Jaron Lukasiewicz of Coinsetter, a bitcoin trading platform, is confident the problem is with the exchange, not bitcoin, and it will be resolved without impacting the evolution of the currency in a negative way.
Sovereign nations around the globe, including the United States, Canada and Russia, remain interested in examining regulations to mitigate exchange risk, protect citizen property rights and prevent illicit uses of the currency.
Mark Williams, a former Federal Reserve risk examiner and finance lecturer at Boston University's School of Management, does not recommend the use of virtual currencies.
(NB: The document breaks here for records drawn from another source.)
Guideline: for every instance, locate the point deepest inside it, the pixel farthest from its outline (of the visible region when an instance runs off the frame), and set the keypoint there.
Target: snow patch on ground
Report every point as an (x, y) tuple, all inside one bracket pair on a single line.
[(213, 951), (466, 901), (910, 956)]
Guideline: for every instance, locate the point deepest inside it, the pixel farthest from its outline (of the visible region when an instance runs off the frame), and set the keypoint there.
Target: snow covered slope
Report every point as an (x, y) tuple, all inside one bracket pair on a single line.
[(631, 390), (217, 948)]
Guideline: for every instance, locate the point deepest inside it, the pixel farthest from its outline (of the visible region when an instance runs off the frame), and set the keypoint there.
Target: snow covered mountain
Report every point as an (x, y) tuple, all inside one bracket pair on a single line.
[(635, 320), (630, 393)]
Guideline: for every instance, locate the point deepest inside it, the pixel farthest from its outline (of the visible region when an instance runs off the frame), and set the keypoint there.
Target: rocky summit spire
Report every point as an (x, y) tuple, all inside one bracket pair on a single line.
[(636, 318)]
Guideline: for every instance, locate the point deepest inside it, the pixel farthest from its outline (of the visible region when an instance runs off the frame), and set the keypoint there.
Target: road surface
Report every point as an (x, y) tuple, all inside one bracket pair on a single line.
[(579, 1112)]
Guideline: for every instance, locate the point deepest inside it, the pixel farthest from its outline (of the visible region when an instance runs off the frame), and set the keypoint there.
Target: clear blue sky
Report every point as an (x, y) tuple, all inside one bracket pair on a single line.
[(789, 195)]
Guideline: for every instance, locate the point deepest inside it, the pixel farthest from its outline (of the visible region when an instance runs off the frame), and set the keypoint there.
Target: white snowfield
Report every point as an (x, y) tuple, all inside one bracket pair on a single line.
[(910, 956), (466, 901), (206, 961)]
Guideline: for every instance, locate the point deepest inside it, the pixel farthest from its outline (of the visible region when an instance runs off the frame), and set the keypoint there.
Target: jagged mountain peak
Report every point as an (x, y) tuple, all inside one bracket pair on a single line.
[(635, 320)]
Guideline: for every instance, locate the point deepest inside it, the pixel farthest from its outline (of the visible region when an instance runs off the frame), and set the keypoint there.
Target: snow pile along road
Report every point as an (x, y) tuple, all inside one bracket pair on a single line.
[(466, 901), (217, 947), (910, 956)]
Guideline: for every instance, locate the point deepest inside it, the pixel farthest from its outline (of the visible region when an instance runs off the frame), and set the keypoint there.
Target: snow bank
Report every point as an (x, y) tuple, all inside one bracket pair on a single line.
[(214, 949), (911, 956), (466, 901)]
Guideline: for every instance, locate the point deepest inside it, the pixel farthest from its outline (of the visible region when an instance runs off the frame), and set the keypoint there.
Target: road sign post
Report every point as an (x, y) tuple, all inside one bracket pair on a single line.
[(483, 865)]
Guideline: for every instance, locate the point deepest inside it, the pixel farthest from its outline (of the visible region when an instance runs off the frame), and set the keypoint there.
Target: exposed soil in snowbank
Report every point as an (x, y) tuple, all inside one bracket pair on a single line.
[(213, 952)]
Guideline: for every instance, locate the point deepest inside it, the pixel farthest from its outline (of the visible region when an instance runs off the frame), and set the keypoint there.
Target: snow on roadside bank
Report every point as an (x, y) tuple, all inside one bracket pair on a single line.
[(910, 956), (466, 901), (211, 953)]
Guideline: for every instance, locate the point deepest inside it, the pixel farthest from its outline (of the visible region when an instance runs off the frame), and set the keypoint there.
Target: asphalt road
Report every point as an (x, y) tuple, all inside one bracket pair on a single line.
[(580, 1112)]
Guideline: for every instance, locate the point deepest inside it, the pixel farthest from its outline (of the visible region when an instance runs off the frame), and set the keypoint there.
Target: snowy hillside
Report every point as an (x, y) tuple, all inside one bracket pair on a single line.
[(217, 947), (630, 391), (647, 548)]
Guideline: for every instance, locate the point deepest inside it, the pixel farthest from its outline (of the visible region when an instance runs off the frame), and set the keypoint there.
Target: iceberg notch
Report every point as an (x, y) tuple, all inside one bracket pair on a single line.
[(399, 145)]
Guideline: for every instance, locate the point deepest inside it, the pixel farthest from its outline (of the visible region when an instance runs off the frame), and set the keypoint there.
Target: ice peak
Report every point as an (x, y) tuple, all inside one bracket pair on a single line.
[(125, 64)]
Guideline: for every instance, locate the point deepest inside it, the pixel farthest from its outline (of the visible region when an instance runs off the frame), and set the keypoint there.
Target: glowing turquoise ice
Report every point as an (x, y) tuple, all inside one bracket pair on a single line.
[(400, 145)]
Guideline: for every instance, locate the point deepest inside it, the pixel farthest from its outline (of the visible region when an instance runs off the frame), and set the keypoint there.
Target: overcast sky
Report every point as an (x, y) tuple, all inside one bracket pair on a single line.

He suggests central bankers are essential in managing monetary policy, despite their inability to prevent the 2008 crisis. Williams believes they have the ability to promote prosperity when the private sector behaves in unexpected ways, as evidenced by the massive increase in the money supply following the crisis that averted a depression.
However, I believe a decentralized virtual currency system
would be less prone to the market destabilizing forces that caused the 2008 financial crisis. In fact, the Fed was unable or unwilling to prevent it, and the ramifications will take decades to remedy.
The use of production-based assets, such as virtual currencies, would most likely reduce the magnitude of future catastrophic events. Financial and economic dislocations that may result could be effectively assuaged by sovereign government purchases of virtual currencies, in lieu of increased supplies of fiat money.
While bitcoin has been bruised in the short-term, the long-term prospects for virtual currencies are firm.